Se ne parla sempre, al nord i ragazzi che partecipano ai bandi di servizio civile sono pochi rispetto alle numerosissime richieste che arrivano dai giovani del sud. Come si potrebbero incentivare, o comunque se esiste, qual'è la soluzione a questa disparità di interesse? Se crediamo realmente che il servizio civile sia fatto per offrire un’opportunità ai giovani allora questo è un falso problema. Laddove i giovani non cercano questa opportunità, non capisco perché ci si debba ostinare a fargliela vivere. Non siamo certo in regime di coscrizione obbligatoria. Se invece, come sembra, il servizio civile è visto in alcune aree del Paese come un’occasione per gli enti allora la cosa diventa certo un problema. Tra gli oneri di un ente vi è quello di fare un’analisi attenta del territorio in cui opera, rilevando ogni fattore utile alla buona riuscita dei progetti, cosa che evidentemente alcuni enti non fanno, se restano puntualmente scoperti di giovani. Ogni anno si lasciano vacanti posti che si potrebbero più semplicemente concedere a quegli enti e in quei territori dove la domanda dei giovani resta troppo spesso inevasa, creando per altro la dannosa percezione di un servizio civile per pochi. Certo una soluzione interessante potrebbe essere quella di favorire gli scambi-nazionali di servizio civile, in linea con le politiche giovanili di integrazione europea, favorendo così una maggiore conoscenza del proprio Paese ai giovani. Si potrebbero sostenere gli spostamenti di giovani che decidono di fare servizio civile fuori regione, anche se questa strada avrebbe chiaramente un costo che ricadrebbe sul fondo nazionale. Il timore, confesso, è però quello che si assista ad una migrazione unidirezionale dal sud al nord anche per fare servizio civile, poiché se i giovani non sono interessati a farlo sotto casa figuriamoci lontano da casa.

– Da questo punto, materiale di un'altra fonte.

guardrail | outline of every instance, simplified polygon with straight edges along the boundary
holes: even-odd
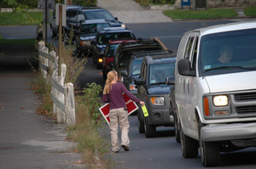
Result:
[[[38,54],[40,71],[52,83],[53,114],[56,115],[58,123],[73,126],[76,122],[73,84],[64,83],[67,66],[61,65],[61,75],[58,76],[58,56],[55,51],[49,53],[44,42],[38,43]]]

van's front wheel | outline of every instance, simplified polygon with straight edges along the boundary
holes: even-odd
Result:
[[[146,138],[154,138],[156,136],[155,127],[148,125],[147,118],[144,120],[144,127]]]
[[[204,166],[218,166],[219,145],[218,142],[205,142],[201,137],[202,124],[199,122],[199,148],[201,152],[201,161]]]
[[[198,141],[186,136],[179,123],[180,143],[184,158],[195,158],[198,156]]]

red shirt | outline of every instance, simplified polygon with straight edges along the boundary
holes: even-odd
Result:
[[[131,93],[121,82],[112,84],[112,87],[109,88],[109,94],[103,94],[102,101],[105,103],[109,103],[109,109],[111,110],[125,107],[126,104],[123,93],[125,93],[126,96],[128,96],[135,103],[140,103],[141,100]]]

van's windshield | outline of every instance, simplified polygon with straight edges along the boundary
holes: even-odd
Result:
[[[154,64],[149,66],[149,85],[166,84],[166,78],[174,75],[175,63]]]
[[[202,37],[199,76],[256,70],[256,29]]]

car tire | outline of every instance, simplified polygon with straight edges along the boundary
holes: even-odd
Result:
[[[218,142],[204,142],[201,137],[201,122],[198,122],[199,149],[201,152],[201,161],[204,166],[216,166],[219,162]]]
[[[65,30],[65,32],[63,34],[63,42],[64,44],[67,44],[69,41],[69,36],[68,36],[68,32],[67,30]]]
[[[176,142],[180,144],[180,132],[179,132],[178,122],[177,117],[174,117],[174,129],[175,129]]]
[[[154,138],[156,136],[155,127],[148,124],[148,117],[144,119],[145,136],[146,138]]]
[[[140,117],[140,114],[137,113],[137,128],[140,133],[145,133],[145,127],[144,127],[144,121],[142,120]]]
[[[179,123],[180,143],[182,146],[183,156],[184,158],[195,158],[198,156],[198,141],[186,136]]]

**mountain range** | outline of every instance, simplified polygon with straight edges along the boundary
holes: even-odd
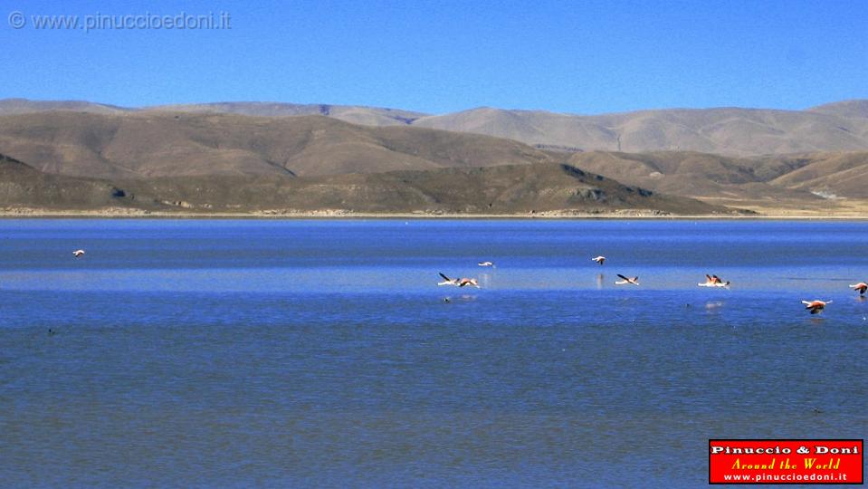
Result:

Nel 2009 inizia il tredicesimo anno di vita di Amesci. Qual è la definizione giusta tra le tante che le sono state attribuite? Un service, un ente no profit, un’associazione di promozione sociale? Sono tutte definizioni giuste, che si integrano e ne completano il quadro d’insieme. Siamo sicuramente un’associazione moderna, con una logica di organizzazione che cerchiamo di affinare seguendo esempi più illustri come quelli del Consorzio Gino Mattarelli o di altre imprese sociali cui guardiamo con grande interesse, pur non tralasciando mai la natura e lo spirito di un’associazione che nasce dall’esperienza del volontariato e pratica quotidianamente i valori dell’impegno sociale insieme a migliaia di giovani.
Quali sono le prospettive della sua associazione? Abbiamo tre obiettivi per i prossimi anni: accrescere le capacità organizzative interne, sviluppare forme innovative di partecipazione alla cittadinanza attiva dei giovani e radicare l’associazione su tutto il territorio nazionale e all’estero puntando sulle politiche giovanili e sull’educazione alla legalità. Il tutto nei prossimi cinque anni.